Como parte de la estrategia para enfrentar los efectos del cambio climático y fenómenos como El Niño, se están creando nuevas técnicas para fortalecer el consumo y producción de alimentos en el país.

En este momento hay 32 municipios que se encuentran en zonas críticas, hasta esas regiones serán desplazados estudiantes y profesores junto con técnicos de diferentes instituciones para enfrentar mejor la sequía, así lo detalló el Ingeniero Telémaco Talavera, Presidente del Consejo Nacional de Universidades (CNU).

“Venimos desarrollando una serie de estrategias que se articulan bajo el modelo de alianza con productores, universidades e instituciones de gobierno para garantizar los alimentos al pueblo de Nicaragua, además garantizar la exportación a diferentes partes del mundo, divisas que son invertidas en salud, educación y desarrollo”.

Debemos prepararnos ante el cambio climático

Mejorar las prácticas de producción es lo que pretenden desarrollar para garantizar alimentación humana y animal, para esto, harán uso de nuevas variedades de plantas y semillas que sean más tolerantes a la sequía y al cambio climático.

“El sector académico que incluye al tecnológico y universidades, educación en el campo y Ministerio de Educación están generando tecnologías, conocimientos e innovaciones para poder en cualquier condición climática elevar la productividad”, indicó Talavera.

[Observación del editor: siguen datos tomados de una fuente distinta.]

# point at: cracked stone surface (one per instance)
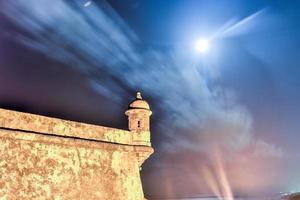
(47, 158)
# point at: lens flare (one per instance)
(202, 45)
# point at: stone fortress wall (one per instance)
(48, 158)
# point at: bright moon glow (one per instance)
(202, 45)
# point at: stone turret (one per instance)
(138, 114)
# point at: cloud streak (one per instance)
(198, 113)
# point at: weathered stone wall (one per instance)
(39, 164)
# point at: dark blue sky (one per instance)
(241, 99)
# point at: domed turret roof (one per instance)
(139, 103)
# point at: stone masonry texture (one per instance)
(48, 158)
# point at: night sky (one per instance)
(233, 109)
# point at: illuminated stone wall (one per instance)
(46, 158)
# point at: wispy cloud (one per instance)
(198, 113)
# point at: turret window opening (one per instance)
(139, 124)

Explicó que “hay árboles que ya tienen un uso en algunas zonas de Nicaragua que podemos promoverlos para la alimentación humana y alimentación animal. Un ejemplo de eso es el Ojoche; en Somotillo hay un grupo de mujeres que están en las zonas más secas trabajándolo. Además, tenemos el tempisque, el nacascolo (utilizado para alimentación animal)”.

“Hay otras especies que sí conocemos muy bien como el jícaro sabanero, que tiene un gran potencial para el consumo humano y para la alimentación animal”, indicó.

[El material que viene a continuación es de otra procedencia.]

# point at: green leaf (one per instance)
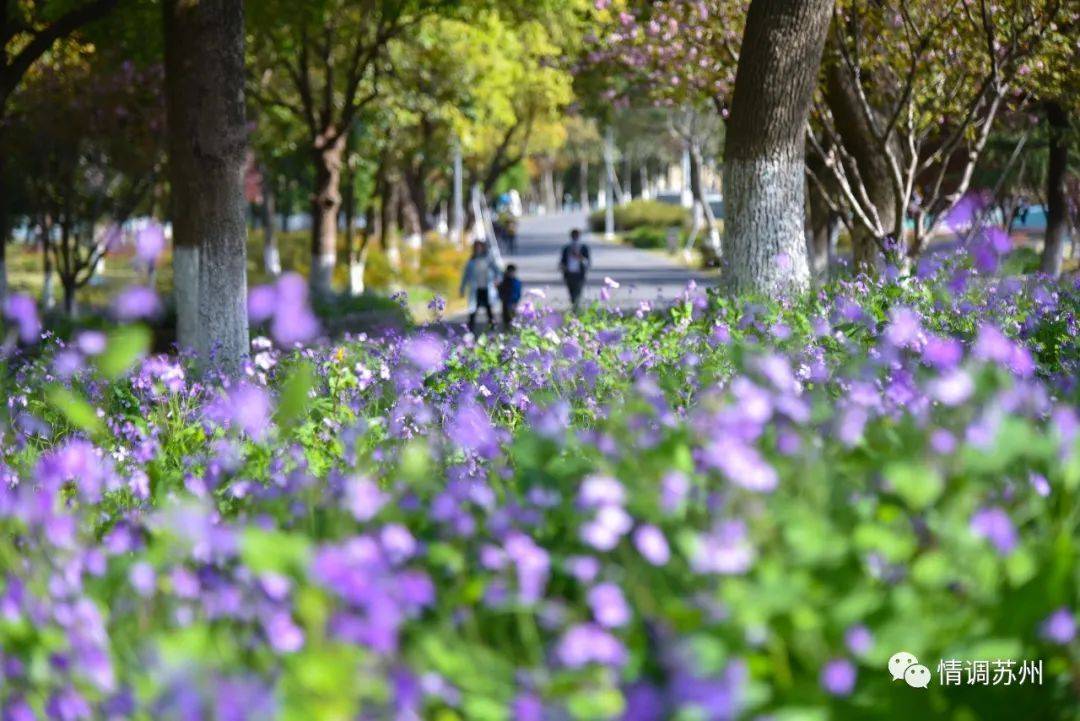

El marango tiene un altísimo valor nutritivo para las personas, animales y un valor industrial, ya que el aceite tiene una alta capacidad de retención de olores, es utilizado para la elaboración de cosméticos, además, se adapta a condiciones de limitadas precipitaciones.

“Queremos que la gente conozca, sepa cómo aprovecharlo, cultivarlo y preparar una gran variedad de alimentos y así ir cambiando y mejorando nuestros hábitos alimenticios”, afirmó Telémaco.

Detalló que hay otras plantas propicias para ser cultivadas en condiciones de sequía como el nopal, cactus, y otras especies introducidas que contiene alto nivel nutricional y terapéutico como el ébano.

Además, se está trabajando en la producción de semillas in-vitro para llevarlos luego al campo, semillas para postrera y apante.

Guías técnicas para diversificar hábitos alimenticios

Informó además que se están elaborando guías técnicas ilustradas para informar a la población sobre los tipos de árboles, cómo utilizarlos en la alimentación y en la agricultura.

“El cambio climático nos está haciendo trasladar un poco nuestro patrón de cultivo, buscando producir más y mejor aún en condiciones climáticas adversas”.

Finalizó, diciendo que “en el caso del ganado, se está trabajando en la conservación del agua, que tengan dónde sombrear los animales, lugares de pasto, forraje, igual sucede para la gallina de patio, cerdo, animales que son parte de la base económica de la familia en el campo y partes semiurbanas”.